It took me some time to discover parameter values that resulted in a relatively well-fit model, but with some tuning, it appears that kernelized logistic regression can indeed find nonlinear patterns in data such as the one above. The model has not performed perfectly, but on the top left there is a curve that generally follows the shape of the upper moon, and on the bottom right there is a curve that generally follows the shape of the lower moon. The most difficult region for the model to predict the correct label appears to be where one moon almost intersects the center of the other moon. While it is not perfect, I am overall impressed by how well the model has performed. The fact that kernelized logistic regression can find nonlinear patterns represents a substantial improvement over traditional logistic regression.

Overfitting

In this section, we intentionally overfit a model with a poor choice of \(\gamma\) in order to demonstrate the potential issues of overfitting. First, we generate training and testing data using the same function.

# set seed
torch.manual_seed(1)

# generate training data
X_train, y_train = classification_data(n_points = 100, noise = 0.6)

# generate testing data
X_test, y_test = classification_data(n_points = 100, noise = 0.6)

# show training and testing data side by side
fig, ax = plt.subplots(1, 2, figsize = (10, 6))
plot_classification_data(X_train, y_train, ax[0])
ax[0].set_title("Training Data")
plot_classification_data(X_test, y_test, ax[1])
ax[1].set_title("Testing Data");

Because we used Professor Chodrow’s classification_data() function for generating both datasets, we know that the training and testing data have the same underlying pattern. By inspecting the graphs above, it is obvious that one class tends to be located in the lower left of the graph, while the other class tends to be located in the upper right.

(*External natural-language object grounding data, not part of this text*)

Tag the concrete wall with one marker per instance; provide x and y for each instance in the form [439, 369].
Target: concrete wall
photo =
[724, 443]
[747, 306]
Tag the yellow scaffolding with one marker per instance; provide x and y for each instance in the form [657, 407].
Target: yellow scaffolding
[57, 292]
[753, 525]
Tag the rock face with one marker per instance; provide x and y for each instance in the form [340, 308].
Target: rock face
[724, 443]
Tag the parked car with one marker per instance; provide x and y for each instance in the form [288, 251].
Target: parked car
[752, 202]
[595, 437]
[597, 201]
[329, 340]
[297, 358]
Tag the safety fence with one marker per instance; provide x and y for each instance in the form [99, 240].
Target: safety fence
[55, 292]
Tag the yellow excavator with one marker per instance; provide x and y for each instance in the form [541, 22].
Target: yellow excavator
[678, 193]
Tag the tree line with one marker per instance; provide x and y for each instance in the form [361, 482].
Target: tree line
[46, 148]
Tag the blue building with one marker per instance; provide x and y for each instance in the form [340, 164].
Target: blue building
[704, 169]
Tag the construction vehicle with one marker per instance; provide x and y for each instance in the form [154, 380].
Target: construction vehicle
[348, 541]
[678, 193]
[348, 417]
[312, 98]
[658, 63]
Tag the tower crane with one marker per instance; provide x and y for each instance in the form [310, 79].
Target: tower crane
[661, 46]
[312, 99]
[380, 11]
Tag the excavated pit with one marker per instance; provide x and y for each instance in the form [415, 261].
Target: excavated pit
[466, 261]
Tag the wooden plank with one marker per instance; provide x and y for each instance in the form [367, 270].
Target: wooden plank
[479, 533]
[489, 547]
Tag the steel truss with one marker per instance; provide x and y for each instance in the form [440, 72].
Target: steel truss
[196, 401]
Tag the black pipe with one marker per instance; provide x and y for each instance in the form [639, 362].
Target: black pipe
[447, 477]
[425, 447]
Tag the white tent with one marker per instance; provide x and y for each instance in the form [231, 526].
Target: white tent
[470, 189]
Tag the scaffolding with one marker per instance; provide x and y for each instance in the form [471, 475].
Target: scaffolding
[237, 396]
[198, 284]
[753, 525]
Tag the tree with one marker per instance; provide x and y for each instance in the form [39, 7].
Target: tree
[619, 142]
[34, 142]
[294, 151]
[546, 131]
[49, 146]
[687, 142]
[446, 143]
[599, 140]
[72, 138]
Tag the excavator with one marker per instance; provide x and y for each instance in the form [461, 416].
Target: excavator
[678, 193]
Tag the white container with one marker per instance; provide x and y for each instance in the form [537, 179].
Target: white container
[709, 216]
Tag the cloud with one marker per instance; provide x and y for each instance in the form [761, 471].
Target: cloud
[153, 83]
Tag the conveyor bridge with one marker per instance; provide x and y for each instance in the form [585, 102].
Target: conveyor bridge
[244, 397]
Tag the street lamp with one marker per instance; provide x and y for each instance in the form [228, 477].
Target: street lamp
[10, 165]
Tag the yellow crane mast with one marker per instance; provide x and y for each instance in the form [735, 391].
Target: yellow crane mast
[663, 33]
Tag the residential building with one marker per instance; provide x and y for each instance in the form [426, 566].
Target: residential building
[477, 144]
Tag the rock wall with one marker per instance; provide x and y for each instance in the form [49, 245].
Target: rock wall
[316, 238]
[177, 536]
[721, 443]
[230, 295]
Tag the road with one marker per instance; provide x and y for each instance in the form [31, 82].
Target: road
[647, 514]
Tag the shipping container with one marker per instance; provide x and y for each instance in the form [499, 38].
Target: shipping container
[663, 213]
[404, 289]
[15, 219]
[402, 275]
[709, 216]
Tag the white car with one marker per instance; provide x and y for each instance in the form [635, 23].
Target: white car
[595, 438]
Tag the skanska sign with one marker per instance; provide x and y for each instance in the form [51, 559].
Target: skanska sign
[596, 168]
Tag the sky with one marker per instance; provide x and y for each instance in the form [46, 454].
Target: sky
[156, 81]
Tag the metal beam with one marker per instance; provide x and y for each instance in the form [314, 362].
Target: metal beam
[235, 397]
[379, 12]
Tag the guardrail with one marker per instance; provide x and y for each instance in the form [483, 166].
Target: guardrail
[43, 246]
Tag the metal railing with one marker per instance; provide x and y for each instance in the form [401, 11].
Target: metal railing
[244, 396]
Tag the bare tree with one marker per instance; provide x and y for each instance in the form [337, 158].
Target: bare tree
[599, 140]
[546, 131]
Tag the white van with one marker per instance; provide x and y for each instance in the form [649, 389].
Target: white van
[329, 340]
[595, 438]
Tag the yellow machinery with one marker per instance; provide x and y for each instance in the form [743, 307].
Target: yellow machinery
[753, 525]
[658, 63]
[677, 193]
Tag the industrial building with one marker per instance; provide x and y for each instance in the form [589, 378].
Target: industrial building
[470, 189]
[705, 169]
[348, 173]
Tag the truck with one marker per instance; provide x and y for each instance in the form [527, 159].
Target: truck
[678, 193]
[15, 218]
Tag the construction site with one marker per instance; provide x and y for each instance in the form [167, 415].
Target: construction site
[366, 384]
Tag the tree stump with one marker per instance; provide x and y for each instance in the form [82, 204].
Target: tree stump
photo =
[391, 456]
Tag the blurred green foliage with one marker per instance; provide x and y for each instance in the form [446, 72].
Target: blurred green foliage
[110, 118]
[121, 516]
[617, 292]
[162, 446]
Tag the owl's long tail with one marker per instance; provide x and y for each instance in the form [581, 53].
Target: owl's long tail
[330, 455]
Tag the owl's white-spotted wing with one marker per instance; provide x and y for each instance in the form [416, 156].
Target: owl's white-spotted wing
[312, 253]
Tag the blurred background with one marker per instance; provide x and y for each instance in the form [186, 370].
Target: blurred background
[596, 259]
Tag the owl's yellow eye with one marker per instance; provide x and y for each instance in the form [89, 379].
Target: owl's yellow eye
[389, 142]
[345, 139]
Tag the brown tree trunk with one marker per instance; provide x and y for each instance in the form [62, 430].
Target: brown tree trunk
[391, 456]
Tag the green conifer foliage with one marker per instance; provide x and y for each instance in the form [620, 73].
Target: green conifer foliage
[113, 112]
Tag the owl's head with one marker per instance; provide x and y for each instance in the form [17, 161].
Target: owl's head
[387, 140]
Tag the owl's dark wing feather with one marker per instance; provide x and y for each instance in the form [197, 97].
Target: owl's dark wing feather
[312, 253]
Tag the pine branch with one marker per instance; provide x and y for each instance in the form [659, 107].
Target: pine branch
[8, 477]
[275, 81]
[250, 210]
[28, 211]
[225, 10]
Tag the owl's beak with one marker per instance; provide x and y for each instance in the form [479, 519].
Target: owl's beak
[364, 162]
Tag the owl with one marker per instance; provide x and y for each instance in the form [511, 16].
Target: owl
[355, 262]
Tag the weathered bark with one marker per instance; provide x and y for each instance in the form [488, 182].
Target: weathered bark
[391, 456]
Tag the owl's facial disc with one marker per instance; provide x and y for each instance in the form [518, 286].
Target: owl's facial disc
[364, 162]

By introducing noise into the generation of both datasets, we ensured that the two datasets are not identical. Now that we have our data, we train our model and inspect its score contours.

# train model
KR = KernelLogisticRegression(X_train, rbf_kernel, lam = .065, gamma = 50)
opt = GradientDescentOptimizer(KR)

# fit model
for i in range(100000):
    # update model
    opt.step(X_train, y_train, alpha = 0.0001)
    
# show results
ix = torch.abs(KR.a) > 0.001

x1 = torch.linspace(X_train[:,0].min() - 0.2, X_train[:,0].max() + 0.2, 101)
x2 = torch.linspace(X_train[:,1].min() - 0.2, X_train[:,1].max() + 0.2, 101)

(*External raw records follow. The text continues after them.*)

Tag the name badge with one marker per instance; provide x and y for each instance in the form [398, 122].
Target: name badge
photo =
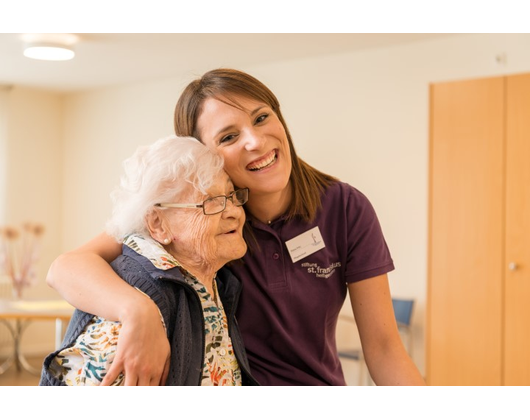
[305, 244]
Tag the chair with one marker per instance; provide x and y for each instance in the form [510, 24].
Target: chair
[403, 314]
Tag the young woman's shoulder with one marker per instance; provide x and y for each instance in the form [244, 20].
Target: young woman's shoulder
[340, 191]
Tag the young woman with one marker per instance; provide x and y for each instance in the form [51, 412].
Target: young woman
[311, 240]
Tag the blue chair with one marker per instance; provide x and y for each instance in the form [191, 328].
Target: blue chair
[403, 313]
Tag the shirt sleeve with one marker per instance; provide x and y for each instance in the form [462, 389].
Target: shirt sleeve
[368, 254]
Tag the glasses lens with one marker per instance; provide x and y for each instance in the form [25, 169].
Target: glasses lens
[214, 205]
[240, 197]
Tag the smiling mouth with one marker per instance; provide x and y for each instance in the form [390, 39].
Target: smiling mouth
[263, 163]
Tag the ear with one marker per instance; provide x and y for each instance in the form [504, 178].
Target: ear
[156, 225]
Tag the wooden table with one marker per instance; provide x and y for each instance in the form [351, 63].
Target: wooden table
[23, 312]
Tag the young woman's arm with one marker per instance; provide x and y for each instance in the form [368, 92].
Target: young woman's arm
[86, 280]
[386, 357]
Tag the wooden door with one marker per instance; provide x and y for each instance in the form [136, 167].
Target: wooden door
[466, 233]
[517, 261]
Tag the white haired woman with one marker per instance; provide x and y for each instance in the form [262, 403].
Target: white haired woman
[180, 222]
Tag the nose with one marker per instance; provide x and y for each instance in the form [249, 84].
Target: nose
[253, 139]
[233, 211]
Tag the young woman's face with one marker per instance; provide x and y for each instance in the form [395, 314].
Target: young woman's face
[252, 141]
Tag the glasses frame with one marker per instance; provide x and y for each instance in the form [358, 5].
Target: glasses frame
[202, 205]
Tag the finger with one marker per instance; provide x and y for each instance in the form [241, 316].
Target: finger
[131, 380]
[144, 381]
[112, 373]
[165, 374]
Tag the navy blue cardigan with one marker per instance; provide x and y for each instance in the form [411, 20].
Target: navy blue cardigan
[182, 312]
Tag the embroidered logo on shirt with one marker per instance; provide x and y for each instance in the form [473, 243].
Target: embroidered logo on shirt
[319, 272]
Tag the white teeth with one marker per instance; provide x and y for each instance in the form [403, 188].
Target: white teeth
[264, 163]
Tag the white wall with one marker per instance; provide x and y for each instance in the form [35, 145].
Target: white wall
[362, 116]
[30, 183]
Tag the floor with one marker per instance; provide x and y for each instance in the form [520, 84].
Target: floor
[12, 377]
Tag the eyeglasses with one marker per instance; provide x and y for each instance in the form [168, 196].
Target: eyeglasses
[213, 205]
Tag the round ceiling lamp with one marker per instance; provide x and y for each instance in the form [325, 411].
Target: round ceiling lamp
[53, 47]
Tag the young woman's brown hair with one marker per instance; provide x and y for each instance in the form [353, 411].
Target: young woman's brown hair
[227, 85]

X1, X2 = torch.meshgrid(x1, x2, indexing='ij')

x1 = X1.ravel()
x2 = X2.ravel()

X_ = torch.stack((x1, x2), dim = 1)

preds = KR.score(X_)
preds = 1.0*torch.reshape(preds, X1.size())

fig, ax = plt.subplots(1,1)
ax.contourf(X1, X2, preds, origin = "lower", cmap = "BrBG_r", 
vmin = 2*preds.min() - preds.max(), vmax = 2*preds.max() - preds.min()
)
plot_classification_data(X_train, y_train, ax)
ax.set_title("Training Data and Score Contours");

Visually, the score contours appear to reflect the individual data points relatively well. The background is blue, with a region of brown surrounding groups of and occasionally individual brown points. However, the underlying pattern used to generate this data is a roughly linear boundary between the upper right and lower left. These somewhat wiggly contours may reflect the noise of our training data more than the overall pattern in the data.

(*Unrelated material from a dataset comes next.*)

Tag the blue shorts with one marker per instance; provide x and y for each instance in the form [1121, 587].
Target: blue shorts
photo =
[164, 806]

Let us evaluate the performance of our model on our training data and testing data by computing ROC curves. Thank you to Professor Chodrow for providing some code for creating ROC curves in his lecture notes.

# roc curve training data

# store min and max scores
    # train
s_train = KR.score(X_train)
score_min_train = s_train.min()
score_max_train = s_train.max()
    # test
s_test = KR.score(X_test)
score_min_test = s_test.min()
score_max_test = s_test.max()

# create vectors for TPR and FPR
num_thresholds = 101
    #train
FPR_train = np.zeros(num_thresholds)
TPR_train = np.zeros(num_thresholds)
T_train = np.linspace(score_min_train, score_max_train, num_thresholds)
    # test
FPR_test = np.zeros(num_thresholds)
TPR_test = np.zeros(num_thresholds)
T_test = np.linspace(score_min_test, score_max_test, num_thresholds)

# calculate TPR and TNR
    # train
for i in range(num_thresholds):
    t = T_train[i]
    preds    = s_train <= t
    FPR_train[i]   = ((preds == 1) & (y_train == 0)).sum() / (y_train == 0).sum()
    TPR_train[i]   = ((preds == 1) & (y_train == 1)).sum() / (y_train == 1).sum()
    # test
for i in range(num_thresholds):
    t = T_test[i]
    preds    = s_test <= t
    FPR_test[i]   = ((preds == 1) & (y_test == 0)).sum() / (y_test == 0).sum()
    TPR_test[i]   = ((preds == 1) & (y_test == 1)).sum() / (y_test == 1).sum()

# create figure
fig, ax = plt.subplots(1, 1)

ax.plot(FPR_train, TPR_train, color = "black", label = "Training ROC")
ax.plot([0,1], [0,1], linestyle="--", color = "grey")
ax.plot(FPR_test, TPR_test, color = "red", label = "Testing ROC")
ax.set_aspect('equal')
plt.legend(loc = "lower right")
labs = ax.set(xlabel = "False Positive Rate", ylabel = "True Positive Rate", title = "ROC Curve")

Recall that a perfect ROC curve reaches the top left corner of this graph with a false positive rate of 0 and a true positive rate of 1. Because data is rarely perfect, models rarely achieve this goal. Rather, the effectiveness of a model is represented by how close a model comes to achieving that. In our case, the training ROC curve is substantially above and to the left of the testing ROC curve, indicating that our model does not generalize well to the testing data. In fact, the distance between the training and testing ROC curves is roughly the same as the distance between the testing curve and the diagonal line that represents a model that randomly guesses at the classes. In this manner, it is clear that our model performs dramatically better on our training data than on our testing data. Because \(\gamma\) is so large, the score contours reflect the noise in our data more than the underlying pattern of our data, leading our model to ineffectively generalize to new data.

Conclusion

In this blog post, we extended our work with logistic regression to a new situation: nonlinearity. In our prior work, we implemented standard logistic regression and performed experiments with several optimizers, including standard gradient descent, gradient descent with momentum, and Newton’s method. In this assignment, rather than searching for more efficient optimization algorithms, we implemented a kernelized model that can find a wide array of nonlinear patterns. We performed several experiments in order to deepen our understanding of the model, discovering that larger values of \(\lambda\) result in fewer training points with non-zero coefficients, larger values of \(\gamma\) result in wigglier decision boundaries, and these large \(\gamma\) values can often lead to overfitting. We also illustrated that our model can find nonlinear decision boundaries by fitting our model on data created with scikit-learn’s make_moons() function. Overall, this assignment allowed me to learn the theory behind and implementation of an intruiging variation of an otherwise familiar machine learning algorithm.